There was a man, a man I loved deeply. After a brief romance he admitted he couldn’t commit; commitment had been an ongoing fear of his throughout all of his relationships. I knew this and expected one day ours would end. Sure enough the time came. Painful though it was I knew it was for the best.
I went my way, he went his. Time and distance separated us giving me space to heal. More than a year has past. In addition, I spent many weeks away separated by hundreds and even thousands of miles. They say time heals all wounds….
One day I was caught off guard as I saw him across the room. We were in a room full of many of our peers and caught each other’s eye. That’s when I knew. I knew time and distance hadn’t diminished how I felt. My head had done a double take as I spotted him across the room. And unless I was imagining things so did his. We both quickly averted our eyes and avoided any contact. However, it was in that moment that I knew I loved him as deeply as the day we ended our relationship. It was also in that moment that I knew that he had feelings for me, too.
Suddenly this encounter had my thoughts reeling in disarray once again. Knowing that he was averse to commitments, yet still had some attraction to me and realizing how strong my feelings were made it impossible to keep my mind off of us.
I succumbed to an offer to meet. After all it was just a brief, friendly meeting over coffee. No harm can possibly come from a brief meeting in public, right? Wrong! The thoughts swirled in my head unable to find order and clarity. Logically I knew there was no future for us. Logically I knew a year later my feelings shouldn’t be this strong. Logically I could tell myself a thousand reasons why I should walk away and think no more about us. However, my thoughts were lead by my heart not logical reasoning.

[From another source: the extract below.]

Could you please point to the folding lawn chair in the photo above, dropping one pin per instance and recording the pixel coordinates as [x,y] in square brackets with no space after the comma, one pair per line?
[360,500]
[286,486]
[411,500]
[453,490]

Three days later I was still going over and over the “goodbye” message in my mind, the message I desperately wanted to tell him in person. Logical reasoning hadn’t come brought me to my senses and my feet hadn’t made me run far enough away. The heart I thought had mended from time and distance was feeling ripped apart by the strong emotions I felt. And, despite the fact that I usually have a great amount of self-discipline nothing I could say to myself kept my thoughts from turning to him--to us.
The heart doesn’t allow me to understand everything. The heart continues to lead me in the area of love. And although I think “If only………”, I know I love him enough to wish him everything he hopes to find without me. Love makes us want the best for those we hold dear, and that I understand.